Regulator menciptakan lingkungan yang membingungkan

Setelah penundaan regulasi, Moshe Pearl, ketua Asosiasi Bank di Israel, mengirimkan surat kepada Dr Hedva Bar, pengawas bank. Pearl menulis bahwa “posisi mengikat” dari Departemen Pengawasan Perbankan “belum diungkapkan dengan jelas” dan “sistem perbankan diekspos di beberapa bidang, dan ini bukan situasi yang dapat dan harus diterima”.

Pada minggu terakhir Mei Moshe Kahlon, menteri keuangan Israel telah menerbitkan draf larangan pencucian uang yang akan berlaku untuk penyedia layanan keuangan yang beroperasi dalam mata uang digital. Undang-undang ini dianggap oleh banyak orang sebagai awal dari regulasi mata uang digital dan diasumsikan sebagai pintu masuk bagi bank institusi untuk memasuki cryptocurrency.

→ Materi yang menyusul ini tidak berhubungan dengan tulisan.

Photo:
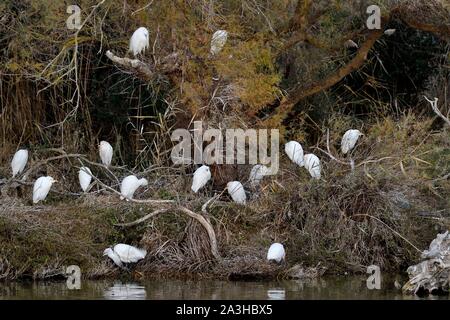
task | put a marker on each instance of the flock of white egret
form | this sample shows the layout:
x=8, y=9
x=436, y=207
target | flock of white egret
x=123, y=253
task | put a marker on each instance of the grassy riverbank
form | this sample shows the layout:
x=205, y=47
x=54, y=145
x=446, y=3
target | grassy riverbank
x=383, y=213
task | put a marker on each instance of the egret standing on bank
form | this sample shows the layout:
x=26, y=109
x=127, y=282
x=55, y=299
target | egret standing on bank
x=218, y=40
x=349, y=140
x=124, y=253
x=140, y=40
x=106, y=152
x=237, y=192
x=294, y=151
x=201, y=178
x=276, y=252
x=129, y=185
x=85, y=177
x=19, y=161
x=41, y=188
x=312, y=164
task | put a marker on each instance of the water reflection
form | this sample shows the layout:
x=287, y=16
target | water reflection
x=352, y=287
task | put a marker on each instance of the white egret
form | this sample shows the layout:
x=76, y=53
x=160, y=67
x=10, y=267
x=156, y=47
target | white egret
x=389, y=32
x=129, y=185
x=85, y=177
x=294, y=151
x=124, y=253
x=276, y=252
x=258, y=172
x=106, y=152
x=218, y=40
x=349, y=140
x=140, y=40
x=237, y=192
x=19, y=161
x=201, y=178
x=41, y=188
x=351, y=44
x=312, y=164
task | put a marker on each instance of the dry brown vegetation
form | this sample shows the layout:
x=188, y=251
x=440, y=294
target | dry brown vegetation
x=284, y=66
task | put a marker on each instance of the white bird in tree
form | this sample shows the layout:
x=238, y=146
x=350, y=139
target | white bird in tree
x=312, y=164
x=218, y=40
x=276, y=252
x=124, y=253
x=237, y=192
x=294, y=151
x=351, y=44
x=349, y=140
x=85, y=177
x=19, y=161
x=129, y=185
x=41, y=188
x=258, y=172
x=389, y=32
x=140, y=40
x=106, y=152
x=201, y=178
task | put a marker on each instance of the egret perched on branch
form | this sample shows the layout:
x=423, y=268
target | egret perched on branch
x=124, y=253
x=258, y=172
x=349, y=140
x=129, y=185
x=85, y=177
x=201, y=178
x=237, y=192
x=389, y=32
x=218, y=40
x=276, y=252
x=19, y=161
x=351, y=44
x=41, y=188
x=294, y=151
x=140, y=40
x=312, y=164
x=106, y=152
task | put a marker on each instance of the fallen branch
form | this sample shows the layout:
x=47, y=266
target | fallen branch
x=208, y=227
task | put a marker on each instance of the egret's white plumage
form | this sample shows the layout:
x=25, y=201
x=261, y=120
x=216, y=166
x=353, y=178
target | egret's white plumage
x=41, y=188
x=19, y=161
x=312, y=164
x=349, y=140
x=389, y=32
x=258, y=172
x=129, y=185
x=276, y=252
x=294, y=151
x=351, y=44
x=106, y=152
x=218, y=40
x=201, y=178
x=124, y=253
x=140, y=40
x=237, y=192
x=85, y=177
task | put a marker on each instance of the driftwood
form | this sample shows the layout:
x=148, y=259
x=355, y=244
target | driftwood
x=432, y=275
x=208, y=227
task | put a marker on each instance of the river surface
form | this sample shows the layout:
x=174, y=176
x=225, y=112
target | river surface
x=351, y=287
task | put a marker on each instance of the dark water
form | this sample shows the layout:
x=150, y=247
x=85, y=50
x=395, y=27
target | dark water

Tetapi sekarang penundaan dalam regulasi cryptocurrency, yang akan berlaku mulai 1 Juni, telah membuat industri tergantung di antaranya.

Dalam pengembangan yang tidak terkait, Tel Aviv Stock Exchange (TASE), Accenture dan pusat inovasi The Floor mengumumkan pada awal Mei bahwa, mereka berencana untuk mengungkap platform peminjaman sekuritas blockchain baru yang didukung oleh Intel.

Ini jelas menunjukkan kesenjangan antara regulator karena masing-masing regulator, Kementerian Keuangan, Asosiasi Perbankan, dan Bursa Efek Tel Aviv, bergerak ke arah mereka sendiri..

Juga, baca: Korea Selatan Akan Membebankan Pajak 10% atas Penghasilan Bitcoin

Industri geram atas penundaan itu

Israel baru-baru ini melihat peningkatan aktivitas yang signifikan di industri kripto. Semua ini terjadi tanpa pengaturan peraturan yang ditetapkan oleh Bank Israel, dan tanpa instruksi yang tepat ke sistem perbankan mengenai bagaimana seharusnya menangani pelanggan cryptocurrency. Karena tidak ada aturan yang jelas untuk tindakan semacam itu, maka setiap bank telah menetapkan kebijakannya sendiri-sendiri, biasanya kebijakan ketat yang menyulitkan setiap kegiatan di bidang ini..

Perusahaan-perusahaan yang menjalankan bisnis terkait dengan cryptocurrency ini prihatin karena pesan ketidakpastian yang dikirim oleh penundaan regulasi ini dapat menyebabkan kelesuan dalam industri fintech Israel yang ada dan akan mencegah peluncuran perusahaan baru yang memperkenalkan solusi keuangan canggih. Sebagian besar perusahaan rintisan ini sedang atau berencana mengumpulkan uang dari investor. Jika hal ini terus berlanjut, investor kemungkinan akan menarik dana yang akan mengurangi sentimen investor dengan penundaan tersebut.

Mengutip beberapa suara industri, Jacob Enoch, kepala M&A di M. Firon & Co dan salah satu ketua komite Asosiasi Pengacara Israel untuk blockchain dan cryptocurrency, dikutip mengatakan:

“Keputusan pada menit-menit terakhir untuk menunda berlakunya undang-undang baru itu sangat dramatis. Tidak ada keraguan bahwa keputusan ini berada di tangan lembaga keuangan besar, yang, dapat dimaklumi, takut akan persaingan yang pasti akan dihasilkan oleh masuknya ke sektor perusahaan tekfin yang teregulasi. ”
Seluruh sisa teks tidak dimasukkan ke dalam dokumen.